Similar to 2nd Story, the game also includes portable ladders, staircases, and windows. Also included are Damaged Floors, Fire Doors (that can jam when they are hit with an explosion), and Dangerous Objects (that can either explode or create a Chemical Spill). Finally, the Hydraulic Platform can be chosen to replace the Deck Gun.

This expansion comes with its own box and includes firefighter-specific miniatures with colored bases.

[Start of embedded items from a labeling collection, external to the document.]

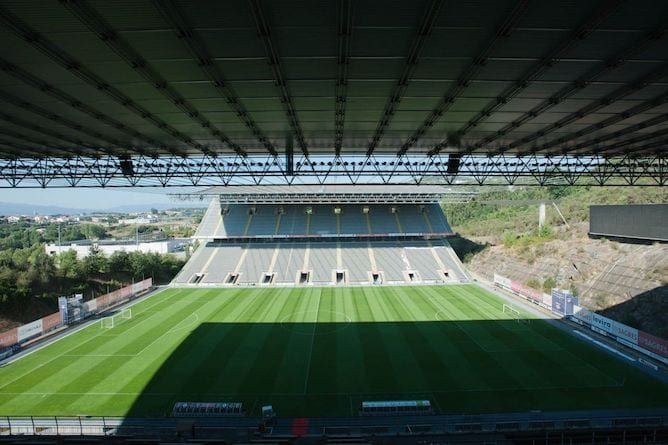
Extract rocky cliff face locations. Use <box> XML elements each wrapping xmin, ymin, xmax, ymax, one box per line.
<box><xmin>467</xmin><ymin>223</ymin><xmax>668</xmax><ymax>337</ymax></box>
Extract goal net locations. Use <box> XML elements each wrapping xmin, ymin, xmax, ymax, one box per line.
<box><xmin>101</xmin><ymin>308</ymin><xmax>132</xmax><ymax>329</ymax></box>
<box><xmin>118</xmin><ymin>308</ymin><xmax>132</xmax><ymax>320</ymax></box>
<box><xmin>101</xmin><ymin>317</ymin><xmax>114</xmax><ymax>329</ymax></box>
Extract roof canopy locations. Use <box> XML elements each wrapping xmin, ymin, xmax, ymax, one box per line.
<box><xmin>0</xmin><ymin>0</ymin><xmax>668</xmax><ymax>159</ymax></box>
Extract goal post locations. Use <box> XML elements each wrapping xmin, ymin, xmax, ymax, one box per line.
<box><xmin>118</xmin><ymin>308</ymin><xmax>132</xmax><ymax>320</ymax></box>
<box><xmin>503</xmin><ymin>304</ymin><xmax>520</xmax><ymax>321</ymax></box>
<box><xmin>100</xmin><ymin>317</ymin><xmax>114</xmax><ymax>329</ymax></box>
<box><xmin>503</xmin><ymin>304</ymin><xmax>529</xmax><ymax>323</ymax></box>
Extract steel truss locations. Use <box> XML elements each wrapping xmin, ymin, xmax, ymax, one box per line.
<box><xmin>0</xmin><ymin>154</ymin><xmax>668</xmax><ymax>188</ymax></box>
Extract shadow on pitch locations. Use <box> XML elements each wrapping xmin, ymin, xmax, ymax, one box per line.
<box><xmin>121</xmin><ymin>320</ymin><xmax>668</xmax><ymax>417</ymax></box>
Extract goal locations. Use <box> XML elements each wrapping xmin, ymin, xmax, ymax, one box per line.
<box><xmin>100</xmin><ymin>317</ymin><xmax>114</xmax><ymax>329</ymax></box>
<box><xmin>118</xmin><ymin>308</ymin><xmax>132</xmax><ymax>320</ymax></box>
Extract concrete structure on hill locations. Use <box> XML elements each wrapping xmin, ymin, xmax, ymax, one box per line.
<box><xmin>173</xmin><ymin>186</ymin><xmax>468</xmax><ymax>286</ymax></box>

Kickstarter backers also received an exclusive bonus pack, including different victims and locked doors. These were not included with the retail edition.

===Veteran and Rescue Dog===
This expansion was included as a Kickstarter exclusive with the Extreme Danger expansion, but was later released to retail. The expansion comes with two new specialists and their respective miniatures.

===Dangerous Waters===
The Dangerous Waters expansion adds two maps: the Merchant Ship and a Submarine, the latter of which uses an atypical board layout creating a stretched submarine. Both maps feature Bulkheads that cannot be damaged, and Fire Proof Doors. This expansion could be bought together with the Extreme Danger Kickstarter.

===Honor & Duty===
In 2014, a Kickstarter campaign was launched for the Honor & Duty expansion. This expansion includes the maps Subway Station and Airfield, and adds the ability to fire the Deck Gun with foam.

Backers of the Kickstarter campaign also received the Fire Prevention Specialist (without miniature) and a game board with an alternative Attic and Basement, that can be used with the Extreme Danger expansion. The Fire Prevention Specialist was later added to the Tragic Events expansion, with miniature.

===Tragic Events===
The latest expansion, released in 2017, remains a Kickstarter-exclusive expansion. It replaces the Hot Spot mechanic in the base game with event cards. It additionally adds three specialists (with miniatures): Strategist, Suppression Specialist, and Fire Prevention Specialist.